- я был душою двух возвышенных и великих душ.
Меня украдкою искушают мысли о жизни. Мне будто жаль ее, кажется.,, я узнал еще не все ее радости; но разум мой говорит противное, и я повторяю с ним: хорошо, хорошо, что все теперь для меня кончается! Как предузнать, что было бы после! Как угадать, что готовило мне будущее и чем завтра могло сменить вчера! Статься может, мое счастье было в том, что я не из долголетних? Лучше, лучше унести с собою сердце, полное очарования, света, теплоты, еще не отравленное ни обманом, ни утратою, ни разуверением. И к тому же, как сладко и утешительно думать, что не исчезну я из мира незамеченный, что не пропаду в немом забвении. Если меня не напутствуют прощания и благословения, то они потом отыщут мой прах, и тризны по мне будут правиться ежедневно в сокровенной тиши одного оставшегося на земле сердца. Никогда не был я себялюбцем, но ныне, в последний день моей жизни, я упиваюсь слезами, которые прольются в память мне.

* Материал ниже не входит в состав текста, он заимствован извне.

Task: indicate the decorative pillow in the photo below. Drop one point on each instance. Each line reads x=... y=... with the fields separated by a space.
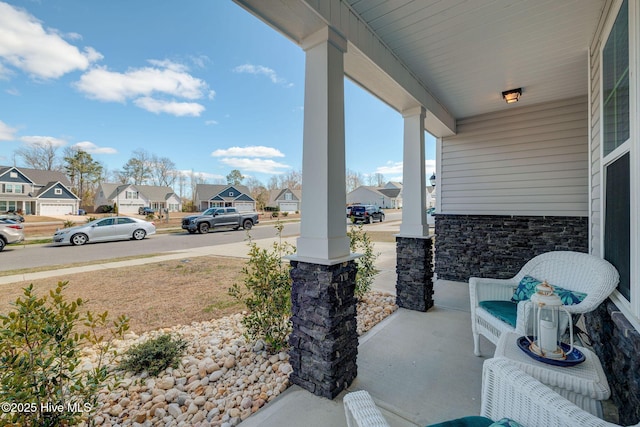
x=506 y=422
x=527 y=287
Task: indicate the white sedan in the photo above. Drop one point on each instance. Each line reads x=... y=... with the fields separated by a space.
x=105 y=229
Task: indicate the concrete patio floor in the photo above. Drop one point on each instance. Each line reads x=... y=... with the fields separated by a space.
x=418 y=367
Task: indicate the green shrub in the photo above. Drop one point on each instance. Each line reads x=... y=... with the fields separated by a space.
x=267 y=293
x=154 y=355
x=40 y=357
x=359 y=242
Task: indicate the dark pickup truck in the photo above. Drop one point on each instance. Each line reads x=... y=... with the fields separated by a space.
x=219 y=217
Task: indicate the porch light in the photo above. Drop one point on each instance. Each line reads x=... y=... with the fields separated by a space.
x=512 y=95
x=547 y=308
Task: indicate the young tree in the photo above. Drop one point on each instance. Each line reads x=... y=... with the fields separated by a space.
x=235 y=177
x=82 y=171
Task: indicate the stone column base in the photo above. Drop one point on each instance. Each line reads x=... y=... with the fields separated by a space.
x=414 y=286
x=324 y=340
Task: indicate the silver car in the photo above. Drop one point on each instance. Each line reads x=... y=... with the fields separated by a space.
x=105 y=229
x=10 y=232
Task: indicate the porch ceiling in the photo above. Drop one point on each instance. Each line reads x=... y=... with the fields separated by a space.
x=462 y=53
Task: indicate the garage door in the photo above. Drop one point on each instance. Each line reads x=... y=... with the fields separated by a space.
x=288 y=207
x=55 y=209
x=244 y=207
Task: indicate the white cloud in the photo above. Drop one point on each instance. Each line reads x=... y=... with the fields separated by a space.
x=42 y=53
x=255 y=165
x=105 y=85
x=392 y=171
x=147 y=86
x=252 y=151
x=92 y=148
x=6 y=132
x=262 y=70
x=43 y=140
x=390 y=168
x=170 y=107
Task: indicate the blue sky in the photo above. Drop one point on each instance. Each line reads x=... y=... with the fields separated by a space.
x=202 y=82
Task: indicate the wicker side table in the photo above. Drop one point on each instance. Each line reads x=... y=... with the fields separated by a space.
x=584 y=384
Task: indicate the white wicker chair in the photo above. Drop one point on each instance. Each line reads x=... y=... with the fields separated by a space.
x=508 y=392
x=361 y=410
x=571 y=270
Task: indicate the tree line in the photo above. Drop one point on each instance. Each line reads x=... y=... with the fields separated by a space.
x=144 y=168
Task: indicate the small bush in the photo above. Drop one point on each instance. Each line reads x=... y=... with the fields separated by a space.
x=40 y=357
x=154 y=355
x=267 y=293
x=359 y=242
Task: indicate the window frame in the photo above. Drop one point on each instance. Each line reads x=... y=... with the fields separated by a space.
x=631 y=307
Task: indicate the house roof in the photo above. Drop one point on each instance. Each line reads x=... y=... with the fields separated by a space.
x=278 y=195
x=39 y=177
x=51 y=185
x=454 y=58
x=151 y=192
x=209 y=191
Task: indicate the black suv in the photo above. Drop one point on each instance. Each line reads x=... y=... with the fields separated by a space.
x=366 y=214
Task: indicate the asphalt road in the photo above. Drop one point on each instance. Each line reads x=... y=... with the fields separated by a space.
x=29 y=256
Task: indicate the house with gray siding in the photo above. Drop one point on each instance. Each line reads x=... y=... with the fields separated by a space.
x=36 y=192
x=556 y=168
x=215 y=195
x=129 y=197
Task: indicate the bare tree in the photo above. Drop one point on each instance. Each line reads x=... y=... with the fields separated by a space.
x=40 y=155
x=138 y=169
x=163 y=171
x=353 y=180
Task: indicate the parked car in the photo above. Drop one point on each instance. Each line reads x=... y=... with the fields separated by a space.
x=10 y=232
x=219 y=217
x=105 y=229
x=12 y=216
x=366 y=214
x=146 y=211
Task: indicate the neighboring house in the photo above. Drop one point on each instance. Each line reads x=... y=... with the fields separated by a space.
x=285 y=200
x=212 y=195
x=388 y=197
x=556 y=167
x=130 y=197
x=36 y=192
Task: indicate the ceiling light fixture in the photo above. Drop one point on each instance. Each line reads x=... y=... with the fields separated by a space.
x=512 y=95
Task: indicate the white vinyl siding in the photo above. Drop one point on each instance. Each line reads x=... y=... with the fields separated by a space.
x=525 y=161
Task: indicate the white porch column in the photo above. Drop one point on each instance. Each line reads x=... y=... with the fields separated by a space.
x=414 y=220
x=323 y=238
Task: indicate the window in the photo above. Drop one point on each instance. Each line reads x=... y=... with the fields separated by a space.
x=615 y=83
x=619 y=123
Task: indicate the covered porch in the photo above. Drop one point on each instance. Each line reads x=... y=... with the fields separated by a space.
x=534 y=108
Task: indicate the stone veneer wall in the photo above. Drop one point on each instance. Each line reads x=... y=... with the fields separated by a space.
x=617 y=344
x=498 y=246
x=414 y=285
x=324 y=339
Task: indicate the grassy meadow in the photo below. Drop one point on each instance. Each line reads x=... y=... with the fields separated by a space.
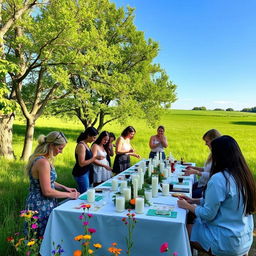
x=184 y=130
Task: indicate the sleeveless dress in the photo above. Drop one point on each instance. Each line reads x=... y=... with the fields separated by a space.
x=36 y=201
x=122 y=161
x=100 y=173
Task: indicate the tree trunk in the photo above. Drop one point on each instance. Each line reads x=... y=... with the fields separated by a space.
x=28 y=140
x=6 y=125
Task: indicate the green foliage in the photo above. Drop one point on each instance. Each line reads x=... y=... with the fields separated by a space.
x=184 y=139
x=199 y=108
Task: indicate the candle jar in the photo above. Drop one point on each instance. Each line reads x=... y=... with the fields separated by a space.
x=165 y=189
x=120 y=203
x=91 y=195
x=114 y=184
x=139 y=205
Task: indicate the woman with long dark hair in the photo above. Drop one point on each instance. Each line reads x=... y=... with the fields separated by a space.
x=224 y=223
x=83 y=169
x=102 y=170
x=124 y=150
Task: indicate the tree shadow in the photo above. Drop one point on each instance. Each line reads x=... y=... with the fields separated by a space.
x=244 y=122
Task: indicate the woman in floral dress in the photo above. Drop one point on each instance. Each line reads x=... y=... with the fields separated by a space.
x=44 y=190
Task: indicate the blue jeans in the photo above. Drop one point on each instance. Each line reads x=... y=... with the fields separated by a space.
x=83 y=182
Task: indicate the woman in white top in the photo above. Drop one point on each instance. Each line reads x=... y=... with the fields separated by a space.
x=158 y=143
x=124 y=150
x=102 y=170
x=203 y=172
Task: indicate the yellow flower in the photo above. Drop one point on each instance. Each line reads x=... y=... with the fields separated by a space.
x=87 y=237
x=32 y=242
x=90 y=251
x=77 y=253
x=97 y=245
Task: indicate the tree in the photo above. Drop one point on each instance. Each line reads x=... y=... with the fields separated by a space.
x=10 y=13
x=118 y=79
x=41 y=46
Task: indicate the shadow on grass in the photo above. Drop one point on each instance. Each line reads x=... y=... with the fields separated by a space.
x=244 y=123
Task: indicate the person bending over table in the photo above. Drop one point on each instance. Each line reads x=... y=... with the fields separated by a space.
x=43 y=189
x=109 y=147
x=124 y=150
x=224 y=223
x=83 y=169
x=203 y=172
x=101 y=168
x=157 y=143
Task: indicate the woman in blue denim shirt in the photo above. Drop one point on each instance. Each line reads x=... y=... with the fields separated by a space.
x=224 y=223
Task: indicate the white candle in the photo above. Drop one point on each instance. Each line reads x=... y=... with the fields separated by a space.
x=135 y=188
x=120 y=202
x=165 y=189
x=166 y=173
x=161 y=167
x=148 y=195
x=154 y=186
x=150 y=168
x=123 y=185
x=91 y=195
x=114 y=184
x=127 y=193
x=139 y=205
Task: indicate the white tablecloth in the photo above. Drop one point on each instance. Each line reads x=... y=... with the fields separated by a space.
x=149 y=233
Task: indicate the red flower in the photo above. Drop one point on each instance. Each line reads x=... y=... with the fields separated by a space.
x=92 y=230
x=164 y=247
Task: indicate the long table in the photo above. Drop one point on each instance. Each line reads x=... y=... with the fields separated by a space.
x=149 y=233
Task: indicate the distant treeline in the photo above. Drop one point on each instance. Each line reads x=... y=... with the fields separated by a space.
x=228 y=109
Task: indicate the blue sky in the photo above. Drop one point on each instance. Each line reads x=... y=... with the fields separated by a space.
x=207 y=47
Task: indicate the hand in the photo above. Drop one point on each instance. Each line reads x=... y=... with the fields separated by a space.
x=182 y=203
x=74 y=195
x=186 y=198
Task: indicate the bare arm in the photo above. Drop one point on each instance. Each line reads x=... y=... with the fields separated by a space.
x=95 y=149
x=42 y=167
x=81 y=153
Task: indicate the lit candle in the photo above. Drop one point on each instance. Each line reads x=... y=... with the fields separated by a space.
x=139 y=205
x=91 y=195
x=127 y=193
x=120 y=202
x=154 y=186
x=165 y=189
x=114 y=183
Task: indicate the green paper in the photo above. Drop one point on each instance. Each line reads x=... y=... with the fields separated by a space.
x=152 y=212
x=84 y=197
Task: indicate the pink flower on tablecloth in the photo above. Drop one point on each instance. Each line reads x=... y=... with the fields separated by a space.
x=164 y=247
x=34 y=226
x=92 y=230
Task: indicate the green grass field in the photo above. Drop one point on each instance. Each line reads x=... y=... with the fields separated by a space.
x=184 y=130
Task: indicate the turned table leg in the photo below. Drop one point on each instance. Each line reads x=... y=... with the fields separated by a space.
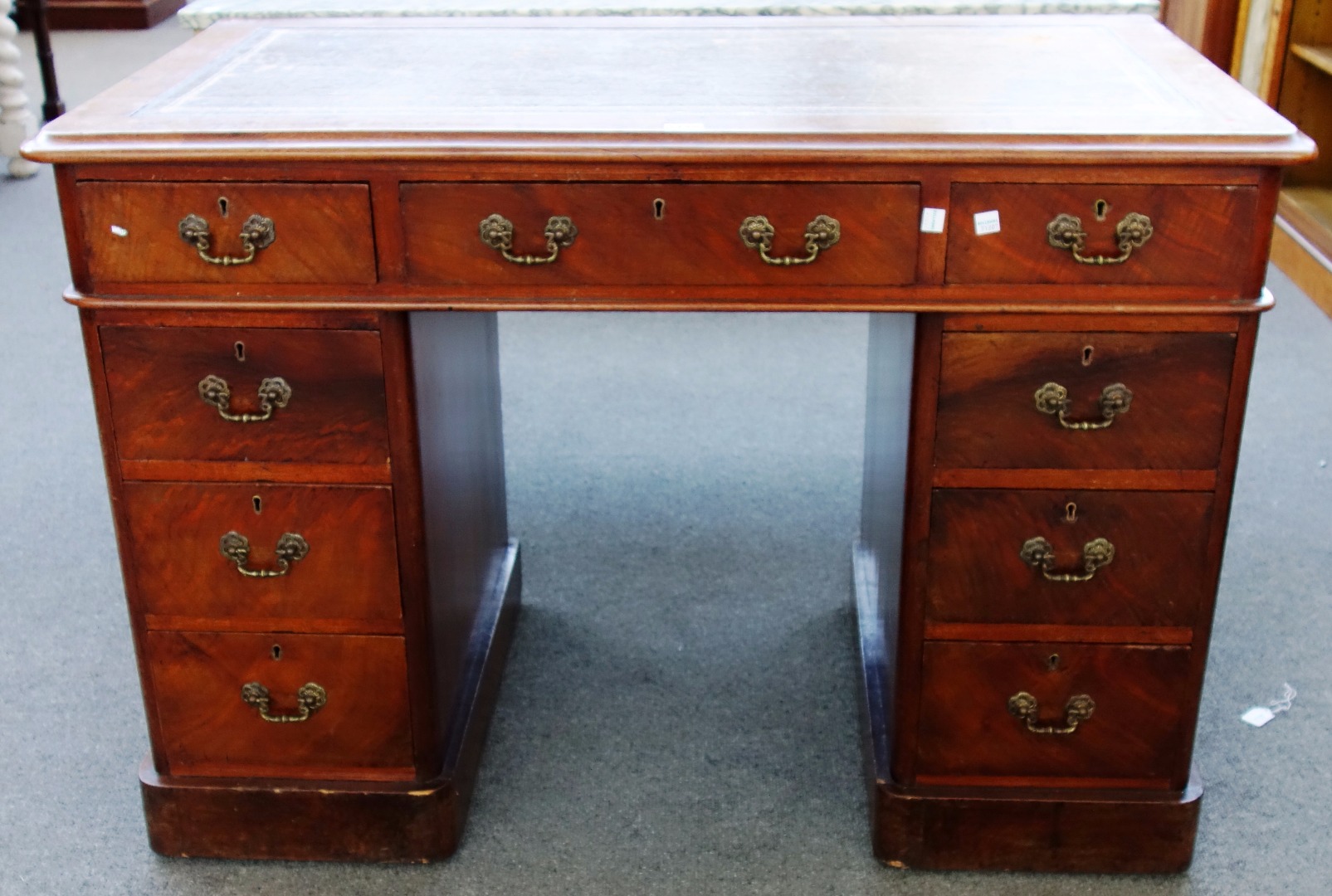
x=17 y=119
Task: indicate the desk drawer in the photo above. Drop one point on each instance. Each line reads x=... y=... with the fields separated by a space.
x=1199 y=235
x=360 y=731
x=1147 y=548
x=1131 y=738
x=336 y=411
x=990 y=414
x=337 y=543
x=320 y=233
x=677 y=235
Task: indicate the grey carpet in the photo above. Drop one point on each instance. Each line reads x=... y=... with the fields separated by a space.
x=678 y=713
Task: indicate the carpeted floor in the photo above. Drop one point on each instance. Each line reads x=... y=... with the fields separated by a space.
x=678 y=713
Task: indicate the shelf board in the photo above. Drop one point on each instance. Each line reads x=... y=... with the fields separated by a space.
x=1316 y=55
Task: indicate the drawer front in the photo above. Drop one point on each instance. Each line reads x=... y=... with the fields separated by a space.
x=986 y=565
x=1133 y=734
x=361 y=731
x=336 y=411
x=988 y=414
x=341 y=567
x=678 y=235
x=1198 y=235
x=320 y=233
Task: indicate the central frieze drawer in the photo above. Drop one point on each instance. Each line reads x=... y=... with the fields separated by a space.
x=669 y=235
x=239 y=233
x=1083 y=401
x=264 y=555
x=176 y=394
x=1086 y=558
x=337 y=704
x=1149 y=235
x=1105 y=713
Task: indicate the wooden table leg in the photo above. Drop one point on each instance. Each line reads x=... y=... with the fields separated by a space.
x=17 y=119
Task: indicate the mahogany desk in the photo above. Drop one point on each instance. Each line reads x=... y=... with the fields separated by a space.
x=288 y=269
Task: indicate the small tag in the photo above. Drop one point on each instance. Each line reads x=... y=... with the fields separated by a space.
x=931 y=220
x=988 y=222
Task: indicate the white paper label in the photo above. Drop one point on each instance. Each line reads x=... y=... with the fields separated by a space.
x=988 y=222
x=931 y=220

Валевич, я сказал вам, что не жалею о жизни, но я не сказал, не мог сказать, что мне не жаль ее, что мне не больно ее оставить...
Пишу к ней. Хочу сам объявить ей нашу разлуку. От меня удар будет сноснее. Но я не скажу ни слова о несчастном платке, о перчатке. Зачем ей знать, что она была вмешана в нашу ссору! Вчера я унес с собою ложное свидетельство вашего коварного хвастовства; оно сожжено со всем, что могло быть найдено после меня. Все предосторожности приняты, чтобы я был последним следом ее привязанности, а мне не долго ждать истребления. Я пыль и тень на ее жизни - сметите меня скорее! Из ее сердца меня ничто не исженит.
Валевич, вы единственный участник нашей тайны вы силой вторглись в это наперсничество, и вы не откажетесь от долга, призванного вами на свою голову. Вручите, доставьте ей мои прощальные строки! Я уверен, что вы примете на себя эту первую и единственную услугу, о которой я вас прошу. Случай и средство вы найдете. Вы исполните все с осторожностью, чтобы ни одна живая душа, кроме ее и вас, не знала ничего. Но, ради бога, нельзя ли, чтобы она была уведомлена немедленно после события, прежде чем молва успеет разойтись по городу? Боюсь, чтобы внезапная весть не постигла ее при свидетелях, чтобы людское безжалостное болтанье равнодушных не было ей погребальным моим колоколом. Кто знает, до чего может довести ее отчаяние? Я, погибающий для того, чтобы упрочить ей безопасность и покой, я вправе хотеть, чтобы смерть моя не расстроила моих расчетов, а мне известно, как умеют толковать и бледность женщины, и малейший признак ее волнения.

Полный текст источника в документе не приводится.